THE BOOK OF EMMA REYES

A Memoir

by Emma Reyes ; translated by Daniel Alarcón

Pub Date: Aug. 8th, 2017
ISBN: 978-0-14-310868-9
Publisher: Penguin

An artist’s epistolary girlhood memoir of abandonment, poverty, and survival.

The very existence of this book, notes Alarcón in his introduction, is remarkable—perhaps more so than what is in it. As a Colombian native who established herself as a painter in Europe, Reyes didn’t know how to read or write when most of the events occurred. She never knew her father and didn’t know her mother was her mother.
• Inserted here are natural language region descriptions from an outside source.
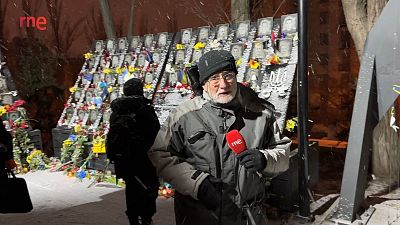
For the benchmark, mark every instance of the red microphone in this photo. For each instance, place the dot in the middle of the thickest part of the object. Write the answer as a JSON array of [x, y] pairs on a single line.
[[237, 143]]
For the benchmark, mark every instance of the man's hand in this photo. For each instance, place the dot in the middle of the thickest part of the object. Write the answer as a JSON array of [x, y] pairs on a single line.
[[10, 164], [253, 160], [208, 194]]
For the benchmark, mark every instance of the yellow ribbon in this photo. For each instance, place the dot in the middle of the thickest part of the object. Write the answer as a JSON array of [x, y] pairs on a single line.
[[199, 45], [88, 55], [73, 89]]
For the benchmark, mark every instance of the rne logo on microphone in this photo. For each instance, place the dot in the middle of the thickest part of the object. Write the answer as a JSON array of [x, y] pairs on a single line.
[[31, 21], [237, 142]]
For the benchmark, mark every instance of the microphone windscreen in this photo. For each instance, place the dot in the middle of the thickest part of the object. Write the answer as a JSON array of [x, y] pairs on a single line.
[[236, 141]]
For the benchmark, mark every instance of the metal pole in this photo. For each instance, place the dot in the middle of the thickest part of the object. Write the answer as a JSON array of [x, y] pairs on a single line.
[[302, 108]]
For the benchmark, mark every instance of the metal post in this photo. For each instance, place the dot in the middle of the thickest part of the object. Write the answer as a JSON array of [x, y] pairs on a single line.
[[302, 108]]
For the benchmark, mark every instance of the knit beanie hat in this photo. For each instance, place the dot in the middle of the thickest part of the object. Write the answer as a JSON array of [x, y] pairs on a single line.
[[215, 61], [133, 86]]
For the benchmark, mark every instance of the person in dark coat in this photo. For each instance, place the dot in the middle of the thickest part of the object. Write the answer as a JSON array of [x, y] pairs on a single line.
[[6, 151], [133, 129]]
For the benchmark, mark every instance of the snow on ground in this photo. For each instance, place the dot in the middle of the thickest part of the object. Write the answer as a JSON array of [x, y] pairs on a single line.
[[61, 200]]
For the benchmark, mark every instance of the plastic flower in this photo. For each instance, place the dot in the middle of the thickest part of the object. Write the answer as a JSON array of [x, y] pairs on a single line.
[[290, 124], [72, 137], [103, 84], [274, 59], [81, 174], [118, 70], [88, 55], [199, 45], [78, 128], [67, 143], [131, 69], [2, 110], [18, 103], [239, 62], [107, 71], [73, 89], [254, 64]]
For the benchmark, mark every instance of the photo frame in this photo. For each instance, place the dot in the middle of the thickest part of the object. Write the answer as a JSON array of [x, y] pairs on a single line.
[[222, 31], [106, 116], [113, 95], [127, 59], [134, 42], [7, 99], [114, 61], [264, 26], [148, 78], [156, 57], [98, 46], [141, 60], [180, 56], [285, 47], [242, 29], [258, 51], [237, 50], [122, 45], [204, 33], [186, 35], [197, 53], [148, 41], [289, 23], [93, 113], [14, 115], [110, 46], [162, 39], [252, 75]]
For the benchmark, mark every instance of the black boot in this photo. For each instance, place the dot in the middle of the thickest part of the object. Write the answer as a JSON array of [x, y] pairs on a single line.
[[133, 220], [146, 220]]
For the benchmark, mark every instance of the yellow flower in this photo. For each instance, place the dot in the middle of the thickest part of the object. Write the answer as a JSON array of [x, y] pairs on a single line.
[[67, 143], [77, 128], [290, 124], [118, 70], [73, 89], [239, 62], [199, 45], [107, 71], [131, 69], [88, 55], [2, 110], [274, 59], [254, 64]]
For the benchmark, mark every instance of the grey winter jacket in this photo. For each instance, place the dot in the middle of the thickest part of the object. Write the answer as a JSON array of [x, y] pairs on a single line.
[[191, 145]]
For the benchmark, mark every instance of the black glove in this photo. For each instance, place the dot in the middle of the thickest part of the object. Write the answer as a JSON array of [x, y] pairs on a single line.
[[209, 194], [253, 160]]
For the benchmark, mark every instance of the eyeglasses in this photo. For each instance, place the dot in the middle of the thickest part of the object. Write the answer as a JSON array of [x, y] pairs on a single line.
[[216, 78]]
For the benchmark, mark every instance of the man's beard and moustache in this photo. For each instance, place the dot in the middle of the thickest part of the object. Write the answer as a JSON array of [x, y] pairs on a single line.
[[224, 99]]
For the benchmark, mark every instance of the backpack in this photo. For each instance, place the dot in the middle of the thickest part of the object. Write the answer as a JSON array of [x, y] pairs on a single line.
[[122, 127]]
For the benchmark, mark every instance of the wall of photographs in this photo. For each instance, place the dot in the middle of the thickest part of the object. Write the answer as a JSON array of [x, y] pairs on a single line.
[[265, 52], [12, 111]]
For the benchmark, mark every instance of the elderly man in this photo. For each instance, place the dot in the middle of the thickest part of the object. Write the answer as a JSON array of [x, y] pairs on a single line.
[[213, 185]]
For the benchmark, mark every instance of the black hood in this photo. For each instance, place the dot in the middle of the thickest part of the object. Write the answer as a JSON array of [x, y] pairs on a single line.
[[129, 104]]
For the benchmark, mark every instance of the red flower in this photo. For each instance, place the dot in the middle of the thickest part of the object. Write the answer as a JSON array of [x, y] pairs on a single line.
[[18, 103]]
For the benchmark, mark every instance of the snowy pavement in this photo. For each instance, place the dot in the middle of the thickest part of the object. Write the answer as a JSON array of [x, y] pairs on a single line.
[[60, 200]]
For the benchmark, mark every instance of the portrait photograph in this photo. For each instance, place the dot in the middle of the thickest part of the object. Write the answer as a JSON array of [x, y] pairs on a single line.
[[264, 26]]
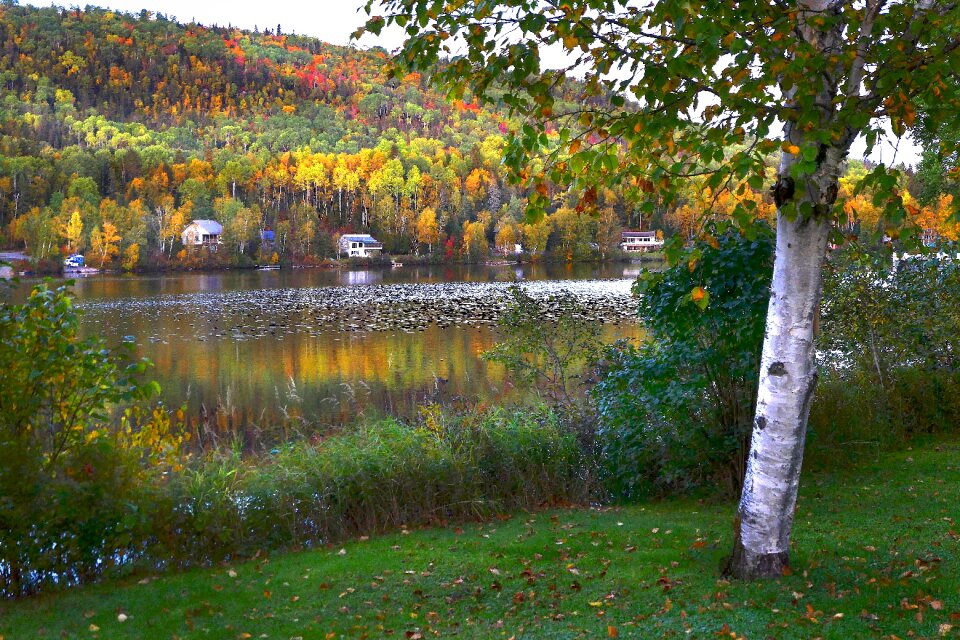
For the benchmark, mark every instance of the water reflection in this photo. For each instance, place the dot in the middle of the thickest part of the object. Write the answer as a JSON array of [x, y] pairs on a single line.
[[321, 374]]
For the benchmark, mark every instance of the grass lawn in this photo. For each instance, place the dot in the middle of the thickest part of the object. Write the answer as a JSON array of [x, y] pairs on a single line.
[[875, 555]]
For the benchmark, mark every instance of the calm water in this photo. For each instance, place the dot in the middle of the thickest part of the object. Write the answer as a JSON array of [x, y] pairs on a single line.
[[253, 347]]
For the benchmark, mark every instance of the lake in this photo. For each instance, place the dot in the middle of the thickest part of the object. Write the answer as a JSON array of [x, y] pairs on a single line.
[[248, 350]]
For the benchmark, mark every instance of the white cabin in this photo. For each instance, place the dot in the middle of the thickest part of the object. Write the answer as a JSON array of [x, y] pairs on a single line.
[[359, 245], [640, 241], [202, 233]]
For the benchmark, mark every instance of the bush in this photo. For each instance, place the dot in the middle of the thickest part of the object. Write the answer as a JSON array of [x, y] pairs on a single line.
[[677, 411], [65, 480], [549, 346], [890, 348], [376, 477]]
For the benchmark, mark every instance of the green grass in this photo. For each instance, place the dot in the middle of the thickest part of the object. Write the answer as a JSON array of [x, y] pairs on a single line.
[[875, 555]]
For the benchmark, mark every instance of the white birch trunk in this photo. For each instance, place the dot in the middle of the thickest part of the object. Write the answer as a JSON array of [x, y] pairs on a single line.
[[788, 378], [788, 375]]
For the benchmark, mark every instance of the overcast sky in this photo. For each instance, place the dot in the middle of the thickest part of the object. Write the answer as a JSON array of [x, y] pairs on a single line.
[[333, 21]]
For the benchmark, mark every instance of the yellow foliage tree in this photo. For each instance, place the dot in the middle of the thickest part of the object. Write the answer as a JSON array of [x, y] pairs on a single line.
[[475, 239], [105, 242], [72, 231], [506, 236], [428, 231], [131, 256]]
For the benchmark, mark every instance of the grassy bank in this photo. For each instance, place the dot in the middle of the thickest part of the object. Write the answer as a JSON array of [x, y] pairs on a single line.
[[875, 555]]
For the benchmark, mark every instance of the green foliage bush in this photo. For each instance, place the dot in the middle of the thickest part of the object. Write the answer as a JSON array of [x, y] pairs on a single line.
[[677, 411], [64, 484], [549, 346]]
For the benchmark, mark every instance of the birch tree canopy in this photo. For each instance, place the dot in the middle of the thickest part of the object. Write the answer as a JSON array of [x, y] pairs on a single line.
[[673, 89]]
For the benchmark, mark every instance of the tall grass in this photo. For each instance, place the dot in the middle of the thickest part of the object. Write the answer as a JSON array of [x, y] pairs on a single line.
[[371, 478]]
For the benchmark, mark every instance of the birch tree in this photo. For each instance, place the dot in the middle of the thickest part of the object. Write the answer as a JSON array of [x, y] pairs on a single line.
[[672, 89]]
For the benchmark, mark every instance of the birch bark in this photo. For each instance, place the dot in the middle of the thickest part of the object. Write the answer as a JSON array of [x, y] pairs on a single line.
[[788, 375]]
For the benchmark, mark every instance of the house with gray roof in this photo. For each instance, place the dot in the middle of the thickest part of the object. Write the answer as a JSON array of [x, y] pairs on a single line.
[[202, 233], [359, 245]]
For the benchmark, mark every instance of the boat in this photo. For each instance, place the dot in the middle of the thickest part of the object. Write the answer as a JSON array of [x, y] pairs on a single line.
[[75, 265]]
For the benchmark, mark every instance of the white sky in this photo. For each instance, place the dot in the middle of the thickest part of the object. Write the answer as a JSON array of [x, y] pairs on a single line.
[[333, 21]]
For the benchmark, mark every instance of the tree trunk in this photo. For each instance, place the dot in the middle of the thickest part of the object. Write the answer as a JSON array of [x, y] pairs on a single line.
[[788, 375], [788, 378]]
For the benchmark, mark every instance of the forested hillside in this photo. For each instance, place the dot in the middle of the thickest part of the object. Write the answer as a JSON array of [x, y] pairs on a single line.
[[119, 129]]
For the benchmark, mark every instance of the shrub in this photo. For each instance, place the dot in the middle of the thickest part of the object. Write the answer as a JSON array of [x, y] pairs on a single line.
[[678, 410], [372, 478], [890, 346], [68, 480]]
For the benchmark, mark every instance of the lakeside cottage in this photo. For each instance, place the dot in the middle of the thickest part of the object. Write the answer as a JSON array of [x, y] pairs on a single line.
[[640, 241], [359, 245], [202, 233]]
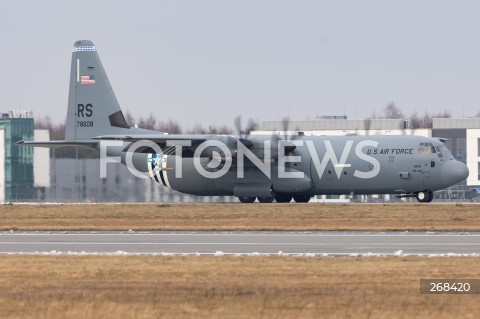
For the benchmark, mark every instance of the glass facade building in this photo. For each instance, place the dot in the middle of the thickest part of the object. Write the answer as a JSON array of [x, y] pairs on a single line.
[[18, 161]]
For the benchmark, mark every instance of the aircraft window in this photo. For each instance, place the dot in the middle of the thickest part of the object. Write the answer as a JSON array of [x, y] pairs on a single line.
[[441, 148]]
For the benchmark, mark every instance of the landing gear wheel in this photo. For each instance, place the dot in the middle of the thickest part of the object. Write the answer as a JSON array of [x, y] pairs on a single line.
[[283, 198], [425, 196], [265, 199], [430, 197], [246, 199], [302, 198]]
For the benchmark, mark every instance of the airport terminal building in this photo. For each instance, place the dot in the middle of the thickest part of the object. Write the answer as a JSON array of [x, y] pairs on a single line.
[[25, 172]]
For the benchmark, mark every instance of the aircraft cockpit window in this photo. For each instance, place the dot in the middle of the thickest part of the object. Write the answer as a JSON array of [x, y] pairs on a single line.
[[424, 148], [441, 148]]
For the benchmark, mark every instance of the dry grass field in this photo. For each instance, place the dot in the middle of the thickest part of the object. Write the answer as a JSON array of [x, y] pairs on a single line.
[[230, 287], [462, 217]]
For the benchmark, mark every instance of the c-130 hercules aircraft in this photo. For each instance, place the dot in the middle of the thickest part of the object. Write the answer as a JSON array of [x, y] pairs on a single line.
[[266, 168]]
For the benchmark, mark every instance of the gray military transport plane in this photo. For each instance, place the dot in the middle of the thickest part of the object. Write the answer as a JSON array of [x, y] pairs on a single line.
[[266, 168]]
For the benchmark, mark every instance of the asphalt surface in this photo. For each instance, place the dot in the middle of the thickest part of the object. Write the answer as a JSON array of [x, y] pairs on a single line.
[[224, 243]]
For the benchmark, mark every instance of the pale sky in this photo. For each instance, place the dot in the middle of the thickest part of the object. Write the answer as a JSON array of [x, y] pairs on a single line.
[[208, 61]]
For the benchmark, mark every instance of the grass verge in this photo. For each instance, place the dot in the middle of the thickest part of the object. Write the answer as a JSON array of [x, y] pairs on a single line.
[[230, 287], [421, 217]]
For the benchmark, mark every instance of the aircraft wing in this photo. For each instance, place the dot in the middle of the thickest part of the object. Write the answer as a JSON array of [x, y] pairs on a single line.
[[56, 144], [156, 138]]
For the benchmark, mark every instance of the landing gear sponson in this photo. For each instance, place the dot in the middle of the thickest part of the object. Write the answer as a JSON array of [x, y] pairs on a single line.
[[278, 199]]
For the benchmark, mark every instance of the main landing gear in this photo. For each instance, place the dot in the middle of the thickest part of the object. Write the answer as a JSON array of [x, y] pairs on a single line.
[[425, 196]]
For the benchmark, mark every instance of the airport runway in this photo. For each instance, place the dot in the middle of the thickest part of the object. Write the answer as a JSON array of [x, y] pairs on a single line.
[[224, 243]]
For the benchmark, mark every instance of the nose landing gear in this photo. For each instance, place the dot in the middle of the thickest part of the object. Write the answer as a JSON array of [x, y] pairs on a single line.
[[425, 196]]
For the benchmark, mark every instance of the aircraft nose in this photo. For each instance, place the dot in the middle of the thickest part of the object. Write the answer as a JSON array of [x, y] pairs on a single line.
[[453, 172]]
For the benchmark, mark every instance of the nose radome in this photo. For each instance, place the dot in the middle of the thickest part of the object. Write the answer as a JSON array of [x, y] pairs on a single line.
[[453, 172]]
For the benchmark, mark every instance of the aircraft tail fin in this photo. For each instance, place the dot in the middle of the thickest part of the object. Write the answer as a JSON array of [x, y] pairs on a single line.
[[93, 109]]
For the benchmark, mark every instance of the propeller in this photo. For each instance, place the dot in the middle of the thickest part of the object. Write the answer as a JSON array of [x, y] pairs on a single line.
[[289, 147]]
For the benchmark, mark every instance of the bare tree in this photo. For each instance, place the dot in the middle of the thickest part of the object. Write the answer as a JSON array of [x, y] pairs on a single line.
[[148, 122], [171, 127], [426, 121]]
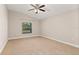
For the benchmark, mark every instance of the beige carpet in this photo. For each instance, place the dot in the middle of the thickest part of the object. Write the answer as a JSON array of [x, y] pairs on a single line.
[[38, 46]]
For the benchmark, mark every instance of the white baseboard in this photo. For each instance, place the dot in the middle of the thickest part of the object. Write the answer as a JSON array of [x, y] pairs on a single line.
[[3, 46], [74, 45], [18, 37]]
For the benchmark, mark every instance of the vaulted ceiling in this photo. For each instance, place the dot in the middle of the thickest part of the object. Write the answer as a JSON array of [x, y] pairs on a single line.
[[51, 9]]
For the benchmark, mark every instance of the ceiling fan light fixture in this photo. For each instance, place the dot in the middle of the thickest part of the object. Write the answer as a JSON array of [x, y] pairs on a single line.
[[37, 8]]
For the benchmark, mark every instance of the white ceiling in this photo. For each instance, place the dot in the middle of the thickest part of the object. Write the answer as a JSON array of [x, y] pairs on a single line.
[[51, 9]]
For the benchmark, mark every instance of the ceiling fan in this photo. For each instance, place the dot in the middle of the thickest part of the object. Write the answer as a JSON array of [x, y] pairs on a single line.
[[37, 8]]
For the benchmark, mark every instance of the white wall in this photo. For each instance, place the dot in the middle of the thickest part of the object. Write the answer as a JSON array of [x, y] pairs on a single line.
[[15, 24], [3, 26], [63, 27]]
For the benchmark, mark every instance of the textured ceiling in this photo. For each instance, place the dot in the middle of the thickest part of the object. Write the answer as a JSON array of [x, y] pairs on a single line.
[[51, 9]]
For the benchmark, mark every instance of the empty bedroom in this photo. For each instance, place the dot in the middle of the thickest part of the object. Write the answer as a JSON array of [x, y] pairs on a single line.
[[39, 29]]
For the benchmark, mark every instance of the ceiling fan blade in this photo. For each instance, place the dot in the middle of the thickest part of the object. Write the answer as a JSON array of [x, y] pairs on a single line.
[[33, 5], [42, 10], [37, 5], [42, 6], [30, 9]]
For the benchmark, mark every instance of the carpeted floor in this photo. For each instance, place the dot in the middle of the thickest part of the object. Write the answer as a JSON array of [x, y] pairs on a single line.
[[38, 46]]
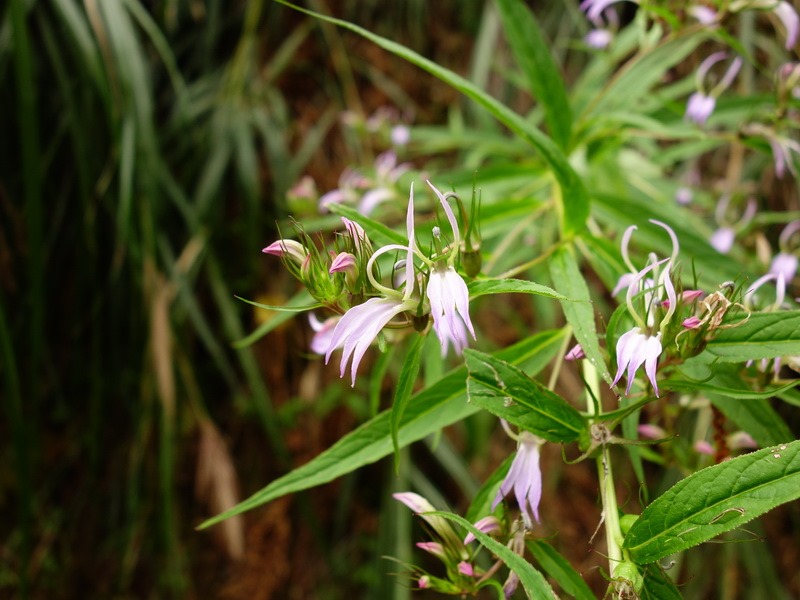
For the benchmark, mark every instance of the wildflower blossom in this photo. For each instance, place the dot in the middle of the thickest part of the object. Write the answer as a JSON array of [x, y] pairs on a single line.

One day, a boy “asked me if I had a dad and a mom, and I asked him what those were, and he said he didn’t know either.” Reyes spent much of her early life locked in rooms, watched by no one, even taking care of the infant son born to the woman she didn’t know was her mother—until the woman abandoned that boy when the author was 4: “That day remains, without a doubt, the cruelest of my life.” Reyes and her sister would soon be next, reluctantly taken in by a convent, where they were continually questioned about their lineage; if they had been born in sin, they couldn’t be baptized, confirmed, and saved. But they could be exploited, made to do the work that was beneath the others and accepting their fate “because we were daughters of the street, because we were poor, because we were stupid, despicable, pitiful beings.” Reyes spent 15 formative years there, praying in a Latin she didn’t understand but was forced to memorize in order to escape a hell that seemed all too real. The memoir ends on the verge of her leaving, giving no hint of the extraordinary life that would involve close friendships with Diego Rivera and Frida Kahlo, “as part of a Latin American and European cultural elite.” She mesmerized her friends with stories of her childhood, and one of them suggested that she write them down. This book is the result, posthumously published in 2012 to great acclaim in her native Colombia.

An unsentimental and inspiring depiction of rising out of atrocious circumstances.